Our first stop on the island (well, our first stop after lunch) was at Choirokoitia, one of the three UNESCO World Heritage sites on Cyprus. Choirokoitia is the earliest permanent human settlement found on Cyprus, the remains of a neolithic village dating from around 7,000 B.C.  Now that’s old – Wow! While the site consists of ruins of the settlements, at the base of the hillside several structures have been constructed to demonstrate what archaeologists believe the round dwellings to have looked like.
On the way into Limassol we stopped at the ruins of ancient Amathous, founded around 1100 B.C. and the capital of one of the four original kingdoms on Cyprus. The city flourished in Roman times but was abandoned in the 12th century A.D. as its harbor silted up. Amathous ruins are not as extensive as might be expected for a city of its size because its buildings were used as a stone quarry in the centuries after its demise.
Our highrise seaside hotel on the eastern outskirts of Limassol was one of the nicest ones I booked on our trip. Our top floor room with balcony looked out over the pool and the Mediterranean. Again, there wasn’t much in the way of actual beaches in the immediate vicinity, despite a paved seaside promenade. There area seemed like a bit of a Russian ghetto, although many people seeming to speak Russian may have been Ukrainian.  Cyprus was apparently a favored beach destination for Russians before their ability to travel was limited by war sanctions.

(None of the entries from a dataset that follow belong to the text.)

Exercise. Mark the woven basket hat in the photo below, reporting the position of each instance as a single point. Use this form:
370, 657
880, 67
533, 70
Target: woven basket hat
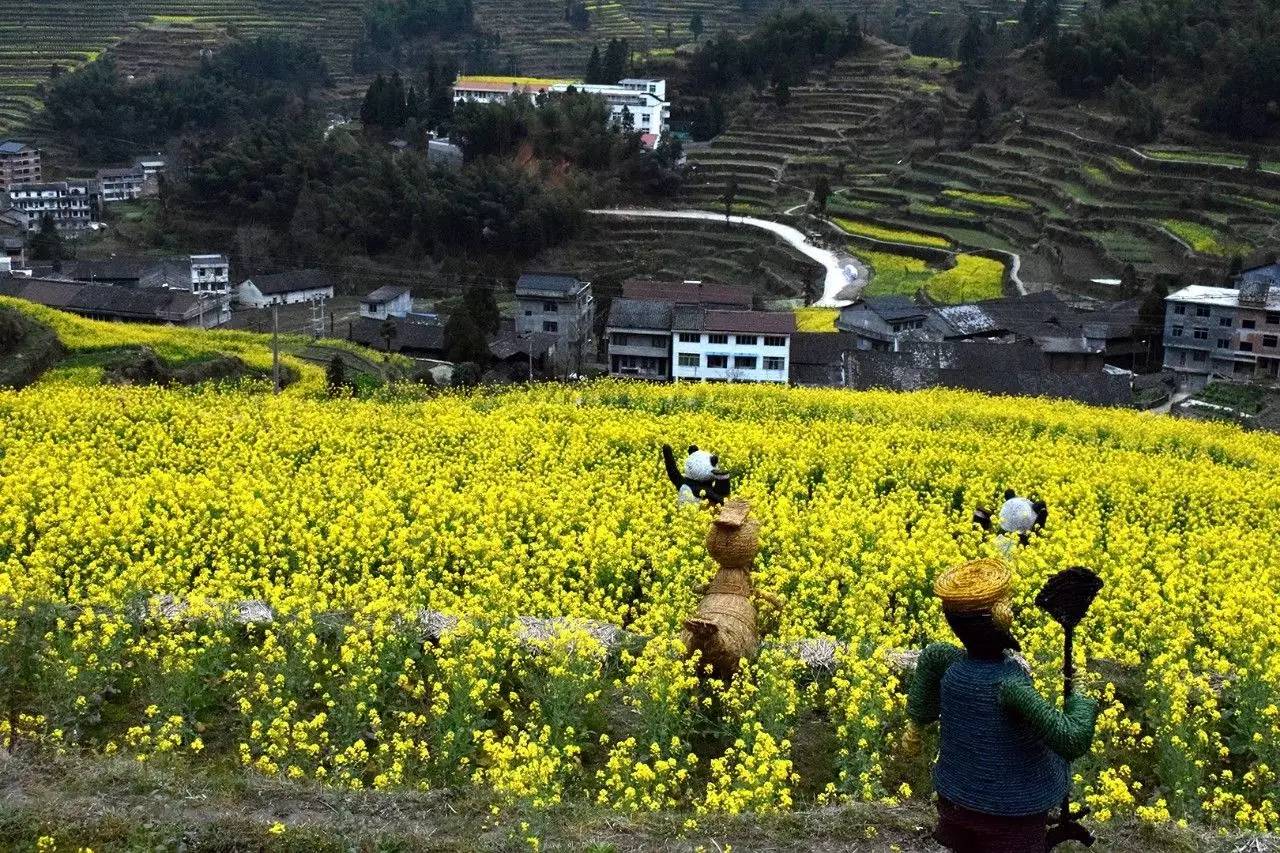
973, 588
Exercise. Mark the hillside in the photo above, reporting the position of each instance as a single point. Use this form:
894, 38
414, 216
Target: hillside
481, 593
1048, 182
91, 352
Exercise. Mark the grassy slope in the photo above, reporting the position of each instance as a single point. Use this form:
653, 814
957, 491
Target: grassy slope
119, 804
91, 343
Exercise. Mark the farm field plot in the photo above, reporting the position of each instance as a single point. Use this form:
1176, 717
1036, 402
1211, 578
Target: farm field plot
126, 544
39, 33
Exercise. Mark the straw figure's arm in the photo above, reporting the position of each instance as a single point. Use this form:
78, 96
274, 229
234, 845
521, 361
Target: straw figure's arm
926, 693
924, 697
1068, 731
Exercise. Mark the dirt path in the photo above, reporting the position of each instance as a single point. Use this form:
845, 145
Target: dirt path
844, 270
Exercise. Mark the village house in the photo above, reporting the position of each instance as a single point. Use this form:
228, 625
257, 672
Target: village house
286, 288
68, 203
19, 164
119, 185
419, 336
389, 300
638, 105
735, 346
1229, 332
118, 302
639, 338
877, 322
557, 308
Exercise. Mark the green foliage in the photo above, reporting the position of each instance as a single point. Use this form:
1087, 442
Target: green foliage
105, 117
464, 340
789, 45
481, 306
336, 375
48, 243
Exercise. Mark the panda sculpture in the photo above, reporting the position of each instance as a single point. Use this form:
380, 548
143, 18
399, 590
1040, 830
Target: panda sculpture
1018, 516
700, 478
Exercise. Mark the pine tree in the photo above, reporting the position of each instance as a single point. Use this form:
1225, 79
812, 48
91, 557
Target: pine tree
336, 375
979, 115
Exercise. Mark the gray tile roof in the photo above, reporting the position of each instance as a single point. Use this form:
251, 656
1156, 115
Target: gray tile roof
423, 338
640, 314
894, 308
292, 281
387, 293
549, 283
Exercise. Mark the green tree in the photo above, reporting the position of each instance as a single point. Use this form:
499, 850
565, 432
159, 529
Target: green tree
782, 92
336, 375
388, 332
593, 67
821, 192
464, 340
979, 115
480, 304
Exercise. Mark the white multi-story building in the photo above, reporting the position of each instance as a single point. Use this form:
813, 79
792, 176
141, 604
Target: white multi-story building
210, 274
732, 346
119, 185
638, 105
68, 203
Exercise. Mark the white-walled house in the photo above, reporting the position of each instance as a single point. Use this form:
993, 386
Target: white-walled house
210, 274
389, 300
286, 288
734, 346
638, 105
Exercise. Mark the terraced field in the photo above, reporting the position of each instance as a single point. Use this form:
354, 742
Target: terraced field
676, 249
1047, 185
536, 39
39, 33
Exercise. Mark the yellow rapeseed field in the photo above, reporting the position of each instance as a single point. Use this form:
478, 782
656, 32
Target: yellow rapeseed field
348, 518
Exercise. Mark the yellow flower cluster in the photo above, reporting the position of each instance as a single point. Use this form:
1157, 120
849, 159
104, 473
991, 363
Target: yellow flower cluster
136, 523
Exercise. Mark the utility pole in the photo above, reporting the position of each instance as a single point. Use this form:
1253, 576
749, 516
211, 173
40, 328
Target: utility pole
275, 345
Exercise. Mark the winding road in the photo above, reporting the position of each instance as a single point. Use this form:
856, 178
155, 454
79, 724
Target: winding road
845, 277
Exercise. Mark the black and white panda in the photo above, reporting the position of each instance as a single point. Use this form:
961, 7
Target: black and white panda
700, 478
1018, 516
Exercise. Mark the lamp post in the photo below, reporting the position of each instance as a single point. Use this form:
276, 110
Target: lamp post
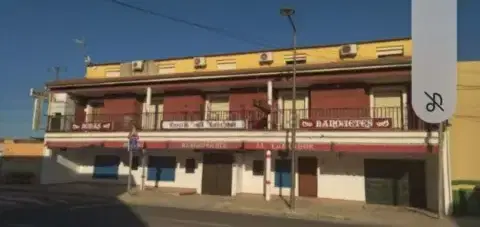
289, 12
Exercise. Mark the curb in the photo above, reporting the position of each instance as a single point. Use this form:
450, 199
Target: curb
59, 191
258, 212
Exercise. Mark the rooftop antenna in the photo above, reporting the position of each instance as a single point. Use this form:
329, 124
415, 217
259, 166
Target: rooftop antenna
57, 70
82, 43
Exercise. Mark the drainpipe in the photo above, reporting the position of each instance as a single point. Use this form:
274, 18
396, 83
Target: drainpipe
268, 153
440, 166
149, 96
268, 175
270, 102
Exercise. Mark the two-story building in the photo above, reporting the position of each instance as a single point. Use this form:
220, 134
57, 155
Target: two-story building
221, 124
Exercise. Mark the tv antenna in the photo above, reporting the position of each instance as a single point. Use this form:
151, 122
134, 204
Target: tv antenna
82, 43
57, 70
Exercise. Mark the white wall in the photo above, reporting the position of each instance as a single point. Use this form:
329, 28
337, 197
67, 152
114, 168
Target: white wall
57, 167
339, 176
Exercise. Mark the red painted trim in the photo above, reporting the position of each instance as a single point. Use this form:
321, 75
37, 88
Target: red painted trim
314, 147
114, 144
282, 146
73, 144
205, 145
385, 148
156, 145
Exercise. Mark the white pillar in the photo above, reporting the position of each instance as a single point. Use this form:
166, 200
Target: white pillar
148, 100
269, 100
268, 174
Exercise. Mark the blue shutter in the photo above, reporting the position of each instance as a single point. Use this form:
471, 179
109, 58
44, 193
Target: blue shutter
161, 168
106, 167
282, 173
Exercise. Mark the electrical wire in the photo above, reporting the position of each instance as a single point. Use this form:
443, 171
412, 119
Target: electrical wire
217, 30
220, 31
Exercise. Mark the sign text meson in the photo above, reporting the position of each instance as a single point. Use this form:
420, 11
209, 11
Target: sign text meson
203, 124
92, 126
366, 123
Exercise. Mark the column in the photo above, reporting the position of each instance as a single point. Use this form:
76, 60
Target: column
148, 99
269, 100
268, 174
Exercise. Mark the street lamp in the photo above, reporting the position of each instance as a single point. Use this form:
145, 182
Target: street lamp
289, 12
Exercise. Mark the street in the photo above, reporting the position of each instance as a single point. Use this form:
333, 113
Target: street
38, 210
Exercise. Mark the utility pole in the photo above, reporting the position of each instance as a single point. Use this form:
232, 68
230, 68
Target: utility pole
440, 196
288, 12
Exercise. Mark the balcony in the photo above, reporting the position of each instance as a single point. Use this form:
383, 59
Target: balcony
350, 119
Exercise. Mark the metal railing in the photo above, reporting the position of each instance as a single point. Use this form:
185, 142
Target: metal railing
377, 118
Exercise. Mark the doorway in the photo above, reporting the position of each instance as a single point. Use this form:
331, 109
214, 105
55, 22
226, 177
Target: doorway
217, 174
395, 182
307, 176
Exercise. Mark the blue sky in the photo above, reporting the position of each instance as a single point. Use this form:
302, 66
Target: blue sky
36, 35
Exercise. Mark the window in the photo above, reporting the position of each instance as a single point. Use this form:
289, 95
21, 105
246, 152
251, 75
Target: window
135, 162
190, 165
226, 64
282, 173
258, 167
161, 168
153, 114
96, 107
166, 68
112, 74
301, 59
287, 106
218, 108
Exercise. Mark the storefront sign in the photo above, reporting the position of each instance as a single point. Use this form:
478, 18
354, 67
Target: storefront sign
367, 123
203, 124
204, 145
97, 126
283, 146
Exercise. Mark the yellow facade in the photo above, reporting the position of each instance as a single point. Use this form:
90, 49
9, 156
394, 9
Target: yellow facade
12, 148
314, 55
465, 133
21, 156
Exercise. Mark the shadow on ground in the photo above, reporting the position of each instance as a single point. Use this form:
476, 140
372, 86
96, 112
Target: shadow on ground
62, 204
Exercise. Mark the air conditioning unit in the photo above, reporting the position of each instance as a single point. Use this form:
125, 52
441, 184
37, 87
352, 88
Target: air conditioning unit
199, 62
137, 65
349, 50
266, 57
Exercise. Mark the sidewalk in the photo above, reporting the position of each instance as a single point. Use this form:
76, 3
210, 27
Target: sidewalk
316, 209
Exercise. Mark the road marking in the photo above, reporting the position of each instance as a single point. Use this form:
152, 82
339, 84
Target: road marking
91, 206
195, 222
18, 199
20, 225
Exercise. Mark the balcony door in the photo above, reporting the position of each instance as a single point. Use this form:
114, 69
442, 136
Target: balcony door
95, 113
153, 115
218, 108
389, 104
287, 106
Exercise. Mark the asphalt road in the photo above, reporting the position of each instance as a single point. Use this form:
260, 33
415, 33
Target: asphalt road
76, 211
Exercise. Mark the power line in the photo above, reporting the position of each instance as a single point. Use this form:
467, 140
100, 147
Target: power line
220, 31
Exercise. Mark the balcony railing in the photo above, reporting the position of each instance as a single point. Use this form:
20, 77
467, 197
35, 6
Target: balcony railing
379, 118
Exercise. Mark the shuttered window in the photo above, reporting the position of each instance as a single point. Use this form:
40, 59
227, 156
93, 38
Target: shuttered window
301, 106
388, 104
153, 114
218, 108
283, 177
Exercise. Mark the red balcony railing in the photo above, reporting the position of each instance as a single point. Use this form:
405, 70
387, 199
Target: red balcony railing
378, 118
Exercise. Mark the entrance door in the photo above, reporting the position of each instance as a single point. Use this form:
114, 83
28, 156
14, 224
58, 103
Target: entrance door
395, 182
307, 176
217, 174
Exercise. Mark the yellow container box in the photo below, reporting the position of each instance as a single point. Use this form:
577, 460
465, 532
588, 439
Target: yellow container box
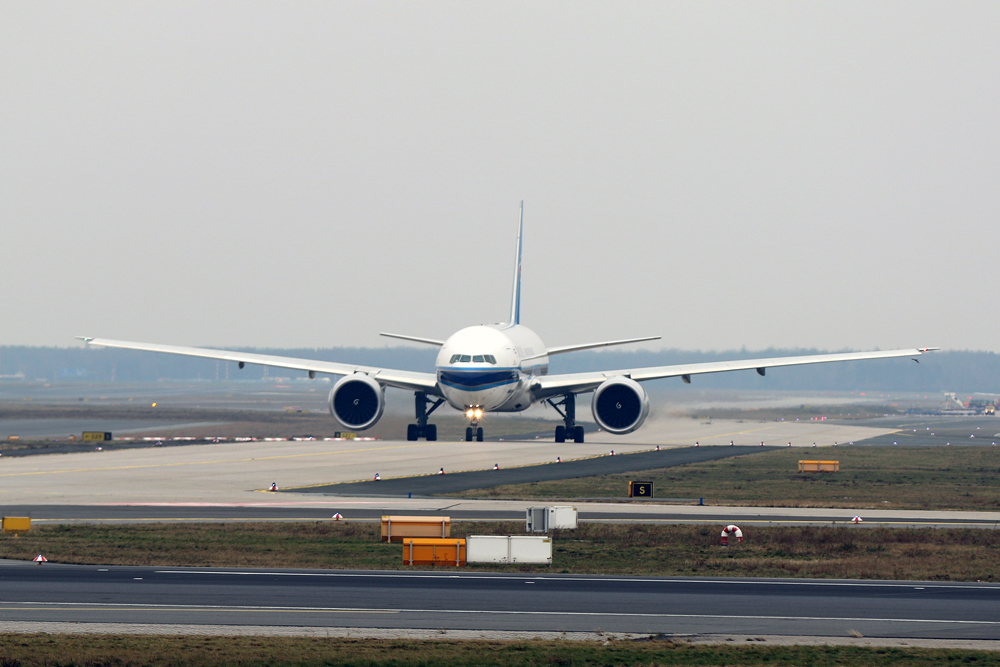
397, 528
433, 551
819, 466
16, 524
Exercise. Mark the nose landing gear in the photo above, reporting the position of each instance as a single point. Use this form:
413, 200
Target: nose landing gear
570, 430
474, 430
422, 429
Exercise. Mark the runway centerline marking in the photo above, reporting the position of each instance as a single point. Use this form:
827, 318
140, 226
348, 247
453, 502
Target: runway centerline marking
77, 606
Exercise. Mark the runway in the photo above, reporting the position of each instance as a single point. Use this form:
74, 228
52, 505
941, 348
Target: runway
371, 509
482, 601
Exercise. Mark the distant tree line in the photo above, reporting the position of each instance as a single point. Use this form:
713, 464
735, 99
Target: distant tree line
961, 371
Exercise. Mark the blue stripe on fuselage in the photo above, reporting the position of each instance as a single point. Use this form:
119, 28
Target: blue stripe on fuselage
474, 379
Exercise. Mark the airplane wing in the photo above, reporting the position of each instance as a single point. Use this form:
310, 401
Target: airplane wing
409, 380
553, 385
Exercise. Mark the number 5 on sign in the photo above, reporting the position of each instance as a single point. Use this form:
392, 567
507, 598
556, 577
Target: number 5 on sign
640, 489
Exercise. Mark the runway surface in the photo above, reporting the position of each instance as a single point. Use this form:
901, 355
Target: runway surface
372, 509
426, 485
480, 601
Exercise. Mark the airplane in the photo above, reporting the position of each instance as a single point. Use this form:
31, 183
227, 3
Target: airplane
500, 367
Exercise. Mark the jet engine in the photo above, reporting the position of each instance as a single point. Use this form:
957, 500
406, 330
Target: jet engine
357, 401
620, 405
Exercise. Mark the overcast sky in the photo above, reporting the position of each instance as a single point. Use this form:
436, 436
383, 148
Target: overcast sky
311, 173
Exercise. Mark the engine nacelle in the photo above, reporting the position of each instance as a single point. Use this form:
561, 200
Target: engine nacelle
357, 401
620, 405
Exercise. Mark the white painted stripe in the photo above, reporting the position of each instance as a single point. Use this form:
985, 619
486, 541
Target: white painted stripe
503, 612
514, 577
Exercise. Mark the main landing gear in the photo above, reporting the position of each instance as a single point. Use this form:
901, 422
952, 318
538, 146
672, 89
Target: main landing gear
570, 430
422, 429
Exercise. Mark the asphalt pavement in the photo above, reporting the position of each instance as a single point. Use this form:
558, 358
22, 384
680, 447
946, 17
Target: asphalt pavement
464, 600
426, 485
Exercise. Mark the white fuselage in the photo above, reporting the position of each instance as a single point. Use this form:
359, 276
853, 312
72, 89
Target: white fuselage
482, 367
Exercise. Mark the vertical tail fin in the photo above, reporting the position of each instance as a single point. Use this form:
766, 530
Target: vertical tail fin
515, 298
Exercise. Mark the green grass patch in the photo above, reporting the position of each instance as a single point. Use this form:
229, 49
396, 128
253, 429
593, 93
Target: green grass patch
937, 478
27, 650
847, 552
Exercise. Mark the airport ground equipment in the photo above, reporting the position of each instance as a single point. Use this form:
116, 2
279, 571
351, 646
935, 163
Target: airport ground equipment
434, 551
509, 549
544, 519
398, 528
819, 466
16, 524
499, 367
640, 489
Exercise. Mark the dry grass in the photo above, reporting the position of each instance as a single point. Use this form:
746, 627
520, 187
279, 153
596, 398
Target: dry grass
849, 552
161, 651
940, 478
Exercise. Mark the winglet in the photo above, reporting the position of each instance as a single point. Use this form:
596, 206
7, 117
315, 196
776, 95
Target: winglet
515, 297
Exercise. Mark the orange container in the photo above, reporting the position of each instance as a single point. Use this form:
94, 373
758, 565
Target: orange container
397, 528
433, 551
819, 466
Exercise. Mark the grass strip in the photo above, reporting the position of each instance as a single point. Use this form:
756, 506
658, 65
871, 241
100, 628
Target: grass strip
167, 651
843, 552
937, 478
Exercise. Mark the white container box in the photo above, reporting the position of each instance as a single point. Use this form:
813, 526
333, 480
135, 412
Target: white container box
508, 549
543, 519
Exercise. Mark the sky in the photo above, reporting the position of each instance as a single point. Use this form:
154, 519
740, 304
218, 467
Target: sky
308, 174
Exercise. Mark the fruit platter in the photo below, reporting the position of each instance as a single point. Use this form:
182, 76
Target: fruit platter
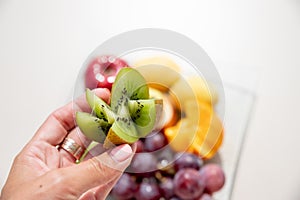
174, 115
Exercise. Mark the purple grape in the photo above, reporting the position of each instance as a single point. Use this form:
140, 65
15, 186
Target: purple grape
124, 188
174, 198
155, 141
166, 187
139, 146
188, 184
187, 160
214, 177
205, 197
143, 164
148, 191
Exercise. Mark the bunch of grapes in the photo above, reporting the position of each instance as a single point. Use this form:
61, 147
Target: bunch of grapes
158, 173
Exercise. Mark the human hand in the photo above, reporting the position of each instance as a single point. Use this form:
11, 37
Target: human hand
43, 171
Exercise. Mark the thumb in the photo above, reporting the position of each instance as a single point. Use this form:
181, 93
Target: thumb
96, 171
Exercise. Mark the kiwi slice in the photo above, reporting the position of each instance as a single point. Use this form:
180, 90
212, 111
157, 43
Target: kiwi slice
99, 107
130, 115
93, 127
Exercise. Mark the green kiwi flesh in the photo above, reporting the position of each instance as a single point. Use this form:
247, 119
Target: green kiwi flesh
99, 107
130, 116
93, 127
129, 83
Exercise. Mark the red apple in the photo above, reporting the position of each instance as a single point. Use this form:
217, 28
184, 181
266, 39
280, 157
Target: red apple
101, 71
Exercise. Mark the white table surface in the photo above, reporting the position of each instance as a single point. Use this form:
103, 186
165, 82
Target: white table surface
44, 43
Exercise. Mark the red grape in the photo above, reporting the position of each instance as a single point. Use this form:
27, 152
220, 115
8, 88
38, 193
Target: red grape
187, 160
205, 197
125, 188
167, 187
188, 184
101, 71
139, 146
148, 191
214, 177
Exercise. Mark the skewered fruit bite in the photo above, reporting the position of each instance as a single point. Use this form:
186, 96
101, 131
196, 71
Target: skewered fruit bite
131, 114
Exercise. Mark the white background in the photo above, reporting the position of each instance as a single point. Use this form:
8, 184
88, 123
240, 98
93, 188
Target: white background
44, 43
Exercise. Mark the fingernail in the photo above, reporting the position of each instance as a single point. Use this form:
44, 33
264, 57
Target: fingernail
121, 153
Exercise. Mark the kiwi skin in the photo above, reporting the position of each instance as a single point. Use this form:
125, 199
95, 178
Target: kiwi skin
130, 116
94, 128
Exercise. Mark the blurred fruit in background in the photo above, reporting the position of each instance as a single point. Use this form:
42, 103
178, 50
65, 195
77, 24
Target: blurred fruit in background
102, 71
169, 162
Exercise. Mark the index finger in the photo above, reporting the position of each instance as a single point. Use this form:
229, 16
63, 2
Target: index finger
62, 121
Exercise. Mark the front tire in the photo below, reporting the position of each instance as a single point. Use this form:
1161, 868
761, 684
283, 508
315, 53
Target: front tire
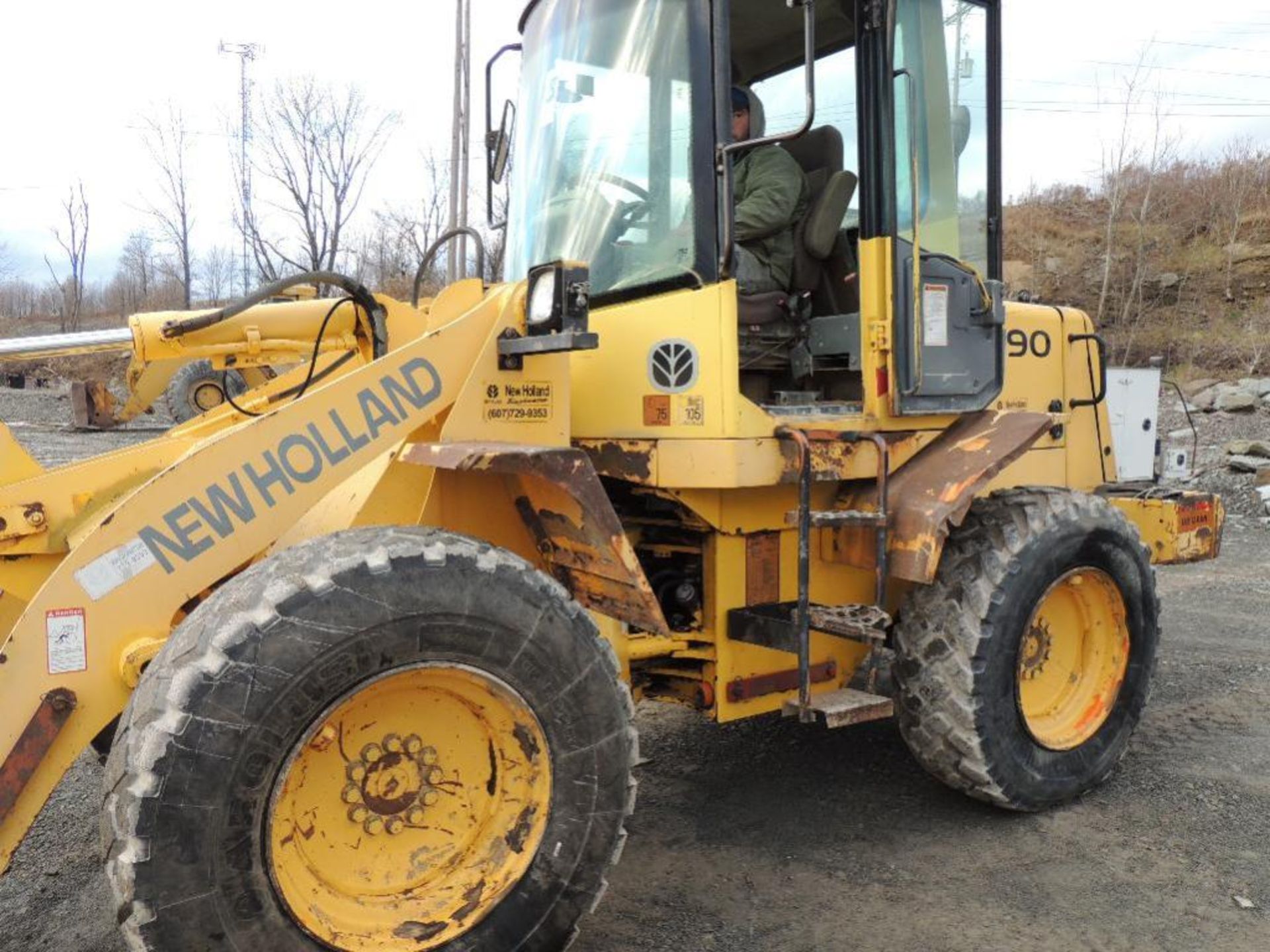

We spent the next morning exploring the center of Limassol. Limassol is a bigger and significantly more modern place than I had expected, one with my highrise buildings along the shore, and old port full of small boats, and a new Marina District with all things luxurious, including a automobile show featuring Bentleys and Ferraris taking place.  Cyprus appears significantly more prosperous than Greece, confirmed by its higher official per capita GDP.  I supposed it’s partly a legacy of British rule but perhaps also that the small country with slightly more than a million population has become somewhat of an offshore banking center and tax haven.  Limassol is supposedly the center of that financial industry.
There’s not too much to Limassol’s Old Town, the old Turkish quarter with a few blocks of bazaar feel to it.  The main attractions is the very blocky-looking Limassol Castle which not houses the Medieval Museum of Cyprus.
On leaving Limassol we decided we should stop somewhere for a fast lunch. Rodrigo looked up McDonalds on his phone and we got directed to a modern shopping mall with a food court with multiple choices. We ended up doing Subway instead of McDonalds, and I couldn’t help thinking that it looked and felt exactly like being in the U.S., particularly California with the palm trees and dry mountains in view.